Tuesday, September 08, 2009

Making art (and tofu) on TeaPartyBoston.com

The fall editorial lineup for Tea Party Tastes, the newly-launched food feature on my friends' lovely, photo-rich Boston lifestyle blog, is looking fun and exciting. Maybe it's because it involves news of Boston's famed Chocolate Bar, which allowed us to drop some serious Wonka references. Maybe because I know we have a lot of fun food profiles in queue, with hilarious interviews with some of Boston's most talented artists. Maybe because many of these interviews will include the question, "If you were a particular kind of cheese, what would you be?"

Jed Hackney, the Chocolate Bar's new pastry chef, said that if he were a cheese, he would be “Constant Bliss” from Jasper Hill Farm in Vermont. A phrase that also describes his sugary cider donuts.

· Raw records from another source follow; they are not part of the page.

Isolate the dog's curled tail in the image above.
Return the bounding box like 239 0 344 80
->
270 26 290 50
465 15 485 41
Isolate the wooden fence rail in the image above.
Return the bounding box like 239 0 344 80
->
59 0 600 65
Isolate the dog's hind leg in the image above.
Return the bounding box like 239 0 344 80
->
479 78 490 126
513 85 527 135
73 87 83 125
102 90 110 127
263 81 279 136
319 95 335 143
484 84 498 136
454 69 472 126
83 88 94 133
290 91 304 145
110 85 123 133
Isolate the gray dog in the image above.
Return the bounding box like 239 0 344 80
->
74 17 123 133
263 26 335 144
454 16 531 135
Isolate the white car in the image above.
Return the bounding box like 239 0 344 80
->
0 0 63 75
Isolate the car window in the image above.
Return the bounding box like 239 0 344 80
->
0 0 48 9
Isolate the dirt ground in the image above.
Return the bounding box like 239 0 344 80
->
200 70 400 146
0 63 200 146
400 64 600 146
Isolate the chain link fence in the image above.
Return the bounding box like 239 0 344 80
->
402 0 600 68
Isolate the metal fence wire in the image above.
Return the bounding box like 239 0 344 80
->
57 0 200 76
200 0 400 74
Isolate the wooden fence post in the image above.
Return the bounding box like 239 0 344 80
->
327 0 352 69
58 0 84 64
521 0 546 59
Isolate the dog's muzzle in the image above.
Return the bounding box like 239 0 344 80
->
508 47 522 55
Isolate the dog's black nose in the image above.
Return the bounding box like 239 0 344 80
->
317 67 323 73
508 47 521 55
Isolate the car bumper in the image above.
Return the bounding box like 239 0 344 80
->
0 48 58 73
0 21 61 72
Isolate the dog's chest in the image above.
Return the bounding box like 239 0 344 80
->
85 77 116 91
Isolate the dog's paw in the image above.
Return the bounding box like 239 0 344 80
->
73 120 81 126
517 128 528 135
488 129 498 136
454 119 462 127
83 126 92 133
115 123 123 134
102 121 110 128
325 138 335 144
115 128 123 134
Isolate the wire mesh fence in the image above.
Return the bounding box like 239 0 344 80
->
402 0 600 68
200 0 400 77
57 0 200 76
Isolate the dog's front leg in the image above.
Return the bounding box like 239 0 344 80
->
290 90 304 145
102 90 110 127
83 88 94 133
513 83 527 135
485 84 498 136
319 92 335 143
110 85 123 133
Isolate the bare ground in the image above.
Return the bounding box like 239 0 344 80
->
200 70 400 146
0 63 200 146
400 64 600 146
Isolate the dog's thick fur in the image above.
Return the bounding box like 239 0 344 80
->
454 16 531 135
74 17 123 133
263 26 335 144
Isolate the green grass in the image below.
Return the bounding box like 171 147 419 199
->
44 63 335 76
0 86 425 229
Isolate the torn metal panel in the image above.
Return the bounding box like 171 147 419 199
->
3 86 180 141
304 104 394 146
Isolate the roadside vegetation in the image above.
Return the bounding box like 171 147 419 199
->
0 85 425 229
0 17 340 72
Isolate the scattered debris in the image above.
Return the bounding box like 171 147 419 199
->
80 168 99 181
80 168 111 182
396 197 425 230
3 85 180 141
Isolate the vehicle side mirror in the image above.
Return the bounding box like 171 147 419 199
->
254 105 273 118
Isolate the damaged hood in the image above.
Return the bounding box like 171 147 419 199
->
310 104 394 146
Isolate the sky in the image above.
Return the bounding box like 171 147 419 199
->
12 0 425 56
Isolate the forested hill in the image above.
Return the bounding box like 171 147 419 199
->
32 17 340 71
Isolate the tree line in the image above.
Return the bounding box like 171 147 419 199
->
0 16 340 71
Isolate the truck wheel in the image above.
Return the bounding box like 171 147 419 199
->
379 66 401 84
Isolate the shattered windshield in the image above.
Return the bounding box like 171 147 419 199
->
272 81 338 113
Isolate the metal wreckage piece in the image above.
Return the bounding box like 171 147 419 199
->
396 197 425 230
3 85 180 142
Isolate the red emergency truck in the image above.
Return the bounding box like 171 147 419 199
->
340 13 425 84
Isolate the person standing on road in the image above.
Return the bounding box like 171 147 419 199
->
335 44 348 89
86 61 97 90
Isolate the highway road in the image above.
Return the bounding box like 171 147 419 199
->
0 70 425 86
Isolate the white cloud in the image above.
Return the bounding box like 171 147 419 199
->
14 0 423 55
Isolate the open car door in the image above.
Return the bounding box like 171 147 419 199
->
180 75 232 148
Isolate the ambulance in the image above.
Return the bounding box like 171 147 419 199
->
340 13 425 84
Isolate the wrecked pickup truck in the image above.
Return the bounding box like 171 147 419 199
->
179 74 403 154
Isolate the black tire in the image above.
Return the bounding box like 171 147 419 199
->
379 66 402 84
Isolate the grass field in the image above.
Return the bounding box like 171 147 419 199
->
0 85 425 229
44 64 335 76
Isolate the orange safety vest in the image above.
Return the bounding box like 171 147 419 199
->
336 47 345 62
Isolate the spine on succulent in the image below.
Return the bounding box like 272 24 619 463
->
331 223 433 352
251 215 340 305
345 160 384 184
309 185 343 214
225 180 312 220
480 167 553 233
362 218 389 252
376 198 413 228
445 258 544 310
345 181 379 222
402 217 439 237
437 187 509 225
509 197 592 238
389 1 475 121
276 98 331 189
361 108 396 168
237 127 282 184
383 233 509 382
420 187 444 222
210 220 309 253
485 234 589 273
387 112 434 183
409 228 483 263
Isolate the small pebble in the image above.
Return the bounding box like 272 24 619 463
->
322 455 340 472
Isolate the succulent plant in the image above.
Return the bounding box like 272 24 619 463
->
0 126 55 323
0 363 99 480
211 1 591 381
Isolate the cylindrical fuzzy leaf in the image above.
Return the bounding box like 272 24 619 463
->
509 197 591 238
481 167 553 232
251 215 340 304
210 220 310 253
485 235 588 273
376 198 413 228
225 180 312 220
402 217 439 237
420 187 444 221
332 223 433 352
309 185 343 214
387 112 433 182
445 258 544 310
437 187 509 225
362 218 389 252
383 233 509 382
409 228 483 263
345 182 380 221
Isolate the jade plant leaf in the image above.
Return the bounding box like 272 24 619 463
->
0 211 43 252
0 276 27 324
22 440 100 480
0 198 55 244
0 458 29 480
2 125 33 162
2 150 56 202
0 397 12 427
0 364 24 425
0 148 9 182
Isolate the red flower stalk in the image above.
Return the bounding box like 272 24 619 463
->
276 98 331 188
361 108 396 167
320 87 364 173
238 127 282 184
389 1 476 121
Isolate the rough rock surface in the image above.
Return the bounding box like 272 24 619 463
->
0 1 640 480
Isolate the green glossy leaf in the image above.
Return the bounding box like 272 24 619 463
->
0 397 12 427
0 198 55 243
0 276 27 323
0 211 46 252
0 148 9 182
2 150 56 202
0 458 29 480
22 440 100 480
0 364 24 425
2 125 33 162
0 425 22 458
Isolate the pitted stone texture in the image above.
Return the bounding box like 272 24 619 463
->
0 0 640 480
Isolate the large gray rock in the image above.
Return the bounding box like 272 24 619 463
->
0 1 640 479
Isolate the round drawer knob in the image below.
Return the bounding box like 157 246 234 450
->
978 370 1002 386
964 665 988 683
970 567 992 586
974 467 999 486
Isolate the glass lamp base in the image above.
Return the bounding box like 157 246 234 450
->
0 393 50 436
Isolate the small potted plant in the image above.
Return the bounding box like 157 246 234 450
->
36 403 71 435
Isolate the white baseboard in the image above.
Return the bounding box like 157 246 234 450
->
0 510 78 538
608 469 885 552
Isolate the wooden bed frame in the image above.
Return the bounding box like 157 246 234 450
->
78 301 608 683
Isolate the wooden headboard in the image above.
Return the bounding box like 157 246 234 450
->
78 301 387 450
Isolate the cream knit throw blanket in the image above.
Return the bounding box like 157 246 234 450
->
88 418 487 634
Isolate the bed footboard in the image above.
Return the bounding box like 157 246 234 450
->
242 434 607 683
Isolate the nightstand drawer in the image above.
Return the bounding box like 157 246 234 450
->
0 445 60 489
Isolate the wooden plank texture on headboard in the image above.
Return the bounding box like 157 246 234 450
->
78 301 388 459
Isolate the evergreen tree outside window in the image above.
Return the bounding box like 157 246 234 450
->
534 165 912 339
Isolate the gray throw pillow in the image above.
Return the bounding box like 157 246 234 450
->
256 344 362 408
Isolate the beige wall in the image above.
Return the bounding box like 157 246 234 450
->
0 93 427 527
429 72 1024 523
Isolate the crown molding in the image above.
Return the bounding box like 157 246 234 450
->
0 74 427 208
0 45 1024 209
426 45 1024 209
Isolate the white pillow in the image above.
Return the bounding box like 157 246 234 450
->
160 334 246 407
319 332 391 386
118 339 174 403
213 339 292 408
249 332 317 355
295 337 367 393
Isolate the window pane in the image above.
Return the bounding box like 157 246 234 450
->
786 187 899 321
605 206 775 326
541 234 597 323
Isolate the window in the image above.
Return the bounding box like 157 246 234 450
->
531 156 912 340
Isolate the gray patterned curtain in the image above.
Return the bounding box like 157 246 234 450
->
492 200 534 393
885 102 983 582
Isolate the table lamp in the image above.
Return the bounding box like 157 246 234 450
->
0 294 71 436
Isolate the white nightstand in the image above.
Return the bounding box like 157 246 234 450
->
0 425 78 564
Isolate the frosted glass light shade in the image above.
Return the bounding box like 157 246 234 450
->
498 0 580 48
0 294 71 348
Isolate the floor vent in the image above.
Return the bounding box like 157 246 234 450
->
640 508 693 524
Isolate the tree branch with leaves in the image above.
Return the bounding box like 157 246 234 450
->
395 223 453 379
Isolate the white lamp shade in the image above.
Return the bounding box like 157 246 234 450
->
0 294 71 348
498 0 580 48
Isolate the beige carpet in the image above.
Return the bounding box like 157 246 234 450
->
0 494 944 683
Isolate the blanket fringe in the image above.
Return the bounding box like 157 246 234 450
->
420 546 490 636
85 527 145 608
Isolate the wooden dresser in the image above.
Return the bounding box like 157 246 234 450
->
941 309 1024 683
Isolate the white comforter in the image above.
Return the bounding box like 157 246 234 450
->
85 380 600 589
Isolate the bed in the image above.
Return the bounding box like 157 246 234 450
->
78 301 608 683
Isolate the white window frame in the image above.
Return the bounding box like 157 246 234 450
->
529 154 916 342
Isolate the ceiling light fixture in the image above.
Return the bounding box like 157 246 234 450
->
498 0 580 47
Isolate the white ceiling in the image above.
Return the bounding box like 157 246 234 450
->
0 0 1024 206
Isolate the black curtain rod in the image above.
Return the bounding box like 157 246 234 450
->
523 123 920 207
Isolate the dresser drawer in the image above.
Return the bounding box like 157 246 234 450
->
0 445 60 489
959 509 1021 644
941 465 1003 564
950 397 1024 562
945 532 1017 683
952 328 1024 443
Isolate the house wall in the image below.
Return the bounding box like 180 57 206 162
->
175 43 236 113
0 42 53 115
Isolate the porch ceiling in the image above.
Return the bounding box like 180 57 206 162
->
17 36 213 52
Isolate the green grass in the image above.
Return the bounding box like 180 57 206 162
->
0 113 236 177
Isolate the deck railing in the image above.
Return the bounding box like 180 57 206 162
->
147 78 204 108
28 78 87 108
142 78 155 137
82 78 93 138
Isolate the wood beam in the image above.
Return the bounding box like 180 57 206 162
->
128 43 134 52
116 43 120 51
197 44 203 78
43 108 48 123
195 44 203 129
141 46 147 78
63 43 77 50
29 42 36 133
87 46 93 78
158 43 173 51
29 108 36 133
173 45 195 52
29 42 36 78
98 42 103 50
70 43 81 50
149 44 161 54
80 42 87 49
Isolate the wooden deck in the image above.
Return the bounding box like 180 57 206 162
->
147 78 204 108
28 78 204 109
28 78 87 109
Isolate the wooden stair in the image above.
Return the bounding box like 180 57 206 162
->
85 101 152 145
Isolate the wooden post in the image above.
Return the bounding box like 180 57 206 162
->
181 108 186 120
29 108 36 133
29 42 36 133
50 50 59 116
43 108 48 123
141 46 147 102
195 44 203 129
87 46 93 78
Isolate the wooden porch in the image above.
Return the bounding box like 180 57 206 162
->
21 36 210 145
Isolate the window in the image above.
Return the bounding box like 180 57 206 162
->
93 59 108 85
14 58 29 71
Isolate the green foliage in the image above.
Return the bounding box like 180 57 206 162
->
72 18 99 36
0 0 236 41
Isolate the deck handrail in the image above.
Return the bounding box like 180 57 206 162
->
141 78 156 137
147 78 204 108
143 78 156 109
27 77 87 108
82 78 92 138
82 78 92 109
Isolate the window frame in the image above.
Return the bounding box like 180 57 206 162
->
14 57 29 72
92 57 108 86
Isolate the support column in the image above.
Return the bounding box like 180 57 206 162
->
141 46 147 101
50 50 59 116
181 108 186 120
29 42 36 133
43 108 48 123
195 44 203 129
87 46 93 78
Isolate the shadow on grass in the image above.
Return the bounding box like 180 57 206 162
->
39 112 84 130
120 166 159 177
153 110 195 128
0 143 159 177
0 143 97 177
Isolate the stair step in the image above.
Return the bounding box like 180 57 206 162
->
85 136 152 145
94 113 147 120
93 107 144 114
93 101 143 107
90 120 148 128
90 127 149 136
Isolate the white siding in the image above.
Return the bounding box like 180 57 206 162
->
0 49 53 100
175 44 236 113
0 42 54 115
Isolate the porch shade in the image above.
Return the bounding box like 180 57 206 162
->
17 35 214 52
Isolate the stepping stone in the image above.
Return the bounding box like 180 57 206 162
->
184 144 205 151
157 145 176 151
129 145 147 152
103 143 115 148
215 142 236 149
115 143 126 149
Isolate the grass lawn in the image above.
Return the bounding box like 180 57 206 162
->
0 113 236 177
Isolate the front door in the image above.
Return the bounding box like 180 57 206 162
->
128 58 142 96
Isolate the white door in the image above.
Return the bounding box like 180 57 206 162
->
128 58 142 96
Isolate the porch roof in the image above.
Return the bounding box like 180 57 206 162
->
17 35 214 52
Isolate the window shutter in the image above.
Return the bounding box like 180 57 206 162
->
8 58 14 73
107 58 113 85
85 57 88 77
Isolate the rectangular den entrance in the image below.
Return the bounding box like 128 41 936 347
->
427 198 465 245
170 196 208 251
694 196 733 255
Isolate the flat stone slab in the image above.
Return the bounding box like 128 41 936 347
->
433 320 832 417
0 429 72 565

It's also because, since my relationship to this site is personal and non-transactional, I feel comfortable writing about people in the food world whom I would consider friends -- people who may have begun as sources, but who have since invited me into their homes, into their kitchens, onto their farms -- and now they are something else. They are people I'm more likely to call at midnight for a drink than during the day for a quote. They're people with whom I'd prefer to collaborate rather than simply chat. (Collaborate is one of my favorite words -- along with frolic, it's probably my #1 active verb.)

What this means is that instead of working on service pieces, guides, features, etc. in a strictly technical sense, my hope is that this fall, me and my people are going to make some art together. We are going to riff. We are going to ad lib. We are going to graffiti our words across the Internet and hope that someone wanders along and likes what they see. We will do it because we are compelled to point out the genius of the people who are creating things in this city in the same way that bees are compelled to make honey, that birds are compelled to sing, that Jessica Simpson is compelled to soldier on doing whatever it is that she does despite all those "mom jeans" comments. We do it because we must create -- not because we must create something we can "monetize."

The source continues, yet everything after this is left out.